Chinese Solution

The Afghan problem needs a political solution in which regional powers need to play a role. Regional, meaning not the US, and powers, meaning China, not a second level petty aggressor like India. Since the occupation of Afghanistan by American forces, the soil of Afghanistan has hardly witnessed a peaceful day. The American strategy to eradicate Taliban has failed to a large extent as Taliban are gaining control of areas outside Kabul. The Afghan government has no writ outside the capital.

Pakistan, Afghanistan and China have agreed to hold dialogue process at foreign ministers’ level to discuss relations between Islamabad and Kabul with a special focus on economic cooperation. Hopefully Afghani officials will have better sense then to swat away the Chinese hand. Beijing wants a stable Afghanistan because of the investments she is doing there, and will be a more peaceful and stable partner than India can ever be.

COAS Qamar Bajwa rightly says that Pakistan has sacrificed the most in the ongoing war against terror. Reluctance on the part of the world not to acknowledge Pakistan’s role and demanding to ‘do more’ is not fair. The wedge that the US has driven between Pakistan and Afghanistan by dissolving the Af-Pak office and Congress bills that wish to remove Pakistan from the list of Major non-NATO ally (MNNA) states, will only cause more conflict in the region. The Americans, none of whom are dying from terrorism, or suffering economics losses, play God with our people without the realisation that if people in the Middle East and South Asia are demonised, and are not safe, no one in the world will be safe. Attacking Pakistan diplomatically, and calling us names in Congress only creates public dissent in Pakistan, and only fuels more hate and distrust for the US and its operations in the region.

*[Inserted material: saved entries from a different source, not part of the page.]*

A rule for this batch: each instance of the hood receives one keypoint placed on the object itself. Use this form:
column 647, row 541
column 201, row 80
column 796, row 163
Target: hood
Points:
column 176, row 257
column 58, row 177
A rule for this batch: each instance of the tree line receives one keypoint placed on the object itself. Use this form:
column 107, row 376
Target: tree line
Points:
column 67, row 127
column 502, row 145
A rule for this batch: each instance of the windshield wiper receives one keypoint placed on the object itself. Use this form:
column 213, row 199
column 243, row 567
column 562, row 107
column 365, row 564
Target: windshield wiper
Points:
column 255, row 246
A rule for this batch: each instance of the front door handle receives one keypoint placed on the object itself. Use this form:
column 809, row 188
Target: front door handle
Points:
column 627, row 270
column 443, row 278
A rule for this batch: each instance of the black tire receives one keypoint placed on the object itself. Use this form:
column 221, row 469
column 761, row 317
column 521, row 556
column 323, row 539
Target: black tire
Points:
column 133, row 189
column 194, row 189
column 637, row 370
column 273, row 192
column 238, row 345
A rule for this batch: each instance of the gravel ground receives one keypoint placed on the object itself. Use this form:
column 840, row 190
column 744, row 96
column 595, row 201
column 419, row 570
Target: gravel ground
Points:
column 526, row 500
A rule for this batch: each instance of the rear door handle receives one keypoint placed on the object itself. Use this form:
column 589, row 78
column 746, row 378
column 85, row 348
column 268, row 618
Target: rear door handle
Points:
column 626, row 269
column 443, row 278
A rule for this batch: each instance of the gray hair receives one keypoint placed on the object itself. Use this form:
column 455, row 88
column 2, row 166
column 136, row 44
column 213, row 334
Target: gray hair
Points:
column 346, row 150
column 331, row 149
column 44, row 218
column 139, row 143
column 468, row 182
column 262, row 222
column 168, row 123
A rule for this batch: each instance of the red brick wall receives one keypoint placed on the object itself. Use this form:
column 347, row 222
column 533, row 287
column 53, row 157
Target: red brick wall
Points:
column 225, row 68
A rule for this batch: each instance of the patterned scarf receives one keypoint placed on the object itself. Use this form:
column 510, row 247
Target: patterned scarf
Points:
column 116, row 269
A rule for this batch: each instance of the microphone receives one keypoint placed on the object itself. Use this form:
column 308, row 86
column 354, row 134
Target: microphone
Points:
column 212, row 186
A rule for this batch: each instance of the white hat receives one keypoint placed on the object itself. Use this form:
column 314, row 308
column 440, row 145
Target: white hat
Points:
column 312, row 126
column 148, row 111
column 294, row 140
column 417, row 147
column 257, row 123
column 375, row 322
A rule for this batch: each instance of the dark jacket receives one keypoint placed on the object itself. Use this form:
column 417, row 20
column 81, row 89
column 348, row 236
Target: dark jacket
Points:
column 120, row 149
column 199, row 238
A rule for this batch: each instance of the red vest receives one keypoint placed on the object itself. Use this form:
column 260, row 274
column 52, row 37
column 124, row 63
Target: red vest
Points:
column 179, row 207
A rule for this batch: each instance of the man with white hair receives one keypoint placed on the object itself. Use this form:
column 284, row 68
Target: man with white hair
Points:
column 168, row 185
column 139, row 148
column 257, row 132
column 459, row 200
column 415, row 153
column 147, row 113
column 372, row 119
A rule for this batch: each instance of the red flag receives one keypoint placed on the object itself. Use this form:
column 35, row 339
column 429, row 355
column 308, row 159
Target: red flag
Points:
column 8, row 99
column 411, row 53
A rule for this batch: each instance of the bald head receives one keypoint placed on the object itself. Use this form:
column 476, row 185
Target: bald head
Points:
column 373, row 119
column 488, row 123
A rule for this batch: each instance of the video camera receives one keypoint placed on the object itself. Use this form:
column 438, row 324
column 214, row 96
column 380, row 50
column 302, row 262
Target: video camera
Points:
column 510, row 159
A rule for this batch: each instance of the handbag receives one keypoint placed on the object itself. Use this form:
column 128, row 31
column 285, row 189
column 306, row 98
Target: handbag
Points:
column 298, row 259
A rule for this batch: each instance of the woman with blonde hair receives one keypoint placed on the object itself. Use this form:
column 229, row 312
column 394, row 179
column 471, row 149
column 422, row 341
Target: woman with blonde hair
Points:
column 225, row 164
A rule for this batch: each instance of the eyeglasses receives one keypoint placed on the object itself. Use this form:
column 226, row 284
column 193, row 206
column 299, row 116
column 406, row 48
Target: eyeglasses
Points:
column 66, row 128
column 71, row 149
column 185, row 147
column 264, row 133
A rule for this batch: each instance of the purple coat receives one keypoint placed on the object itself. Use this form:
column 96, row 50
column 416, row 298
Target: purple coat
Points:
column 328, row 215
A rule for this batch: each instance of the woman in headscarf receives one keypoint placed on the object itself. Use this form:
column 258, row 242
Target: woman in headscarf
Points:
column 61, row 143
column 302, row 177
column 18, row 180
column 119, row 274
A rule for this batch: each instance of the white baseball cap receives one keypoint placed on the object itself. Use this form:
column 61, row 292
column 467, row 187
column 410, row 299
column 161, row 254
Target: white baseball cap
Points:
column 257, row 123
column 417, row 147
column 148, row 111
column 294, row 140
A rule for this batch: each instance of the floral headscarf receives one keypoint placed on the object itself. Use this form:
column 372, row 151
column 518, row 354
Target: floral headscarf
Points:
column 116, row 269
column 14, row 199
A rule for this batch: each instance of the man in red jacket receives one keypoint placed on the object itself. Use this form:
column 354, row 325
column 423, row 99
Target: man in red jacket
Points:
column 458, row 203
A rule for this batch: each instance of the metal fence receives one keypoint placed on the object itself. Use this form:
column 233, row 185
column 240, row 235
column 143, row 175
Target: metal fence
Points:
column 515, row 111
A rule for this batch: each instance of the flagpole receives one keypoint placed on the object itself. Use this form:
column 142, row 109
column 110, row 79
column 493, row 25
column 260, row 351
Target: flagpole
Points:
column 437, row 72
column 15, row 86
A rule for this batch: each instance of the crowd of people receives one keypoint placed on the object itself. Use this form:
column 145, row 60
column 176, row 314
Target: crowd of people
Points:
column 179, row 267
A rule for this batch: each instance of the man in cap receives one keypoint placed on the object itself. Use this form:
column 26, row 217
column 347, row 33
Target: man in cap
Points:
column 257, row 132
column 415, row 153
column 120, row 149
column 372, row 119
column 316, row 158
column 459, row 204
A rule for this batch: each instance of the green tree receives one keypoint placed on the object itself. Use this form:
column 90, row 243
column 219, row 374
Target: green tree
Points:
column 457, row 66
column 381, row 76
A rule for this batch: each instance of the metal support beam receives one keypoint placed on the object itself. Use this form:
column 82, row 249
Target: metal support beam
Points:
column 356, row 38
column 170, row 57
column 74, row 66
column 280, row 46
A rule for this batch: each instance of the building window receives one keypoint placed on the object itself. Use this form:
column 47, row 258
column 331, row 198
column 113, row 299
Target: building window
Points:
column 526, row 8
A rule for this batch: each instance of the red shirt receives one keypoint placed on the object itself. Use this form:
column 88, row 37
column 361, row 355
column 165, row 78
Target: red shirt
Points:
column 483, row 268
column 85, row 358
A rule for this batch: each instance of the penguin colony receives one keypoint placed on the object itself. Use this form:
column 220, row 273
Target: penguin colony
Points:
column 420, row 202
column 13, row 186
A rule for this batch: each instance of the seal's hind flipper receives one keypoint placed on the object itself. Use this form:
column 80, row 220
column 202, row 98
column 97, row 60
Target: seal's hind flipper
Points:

COAS has stated that now is the time for all other stakeholders particularly Afghanistan to ‘do more’ in order to curtail terrorism. It has been almost 40 years since the Soviet occupation of Afghanistan, and 15 since the US occupation. Is this not enough time for the locals to have gotten their act together? Pakistan will always offer help, and cooperation, but Afghan instability is not our fault, or our burden. We have enough problems of our own.

Fighting terrorism on just a military front is not enough and will always prove short term unless the solution is multi-pronged including political cooperation. And Pakistan, as well as China, are among the only few countries that have realised that. It is hoped that China being the mediator between Pakistan and Afghanistan will succeed in normalising the relations, because if a superpower cannot convince Afghanistan to really cooperate, nothing will.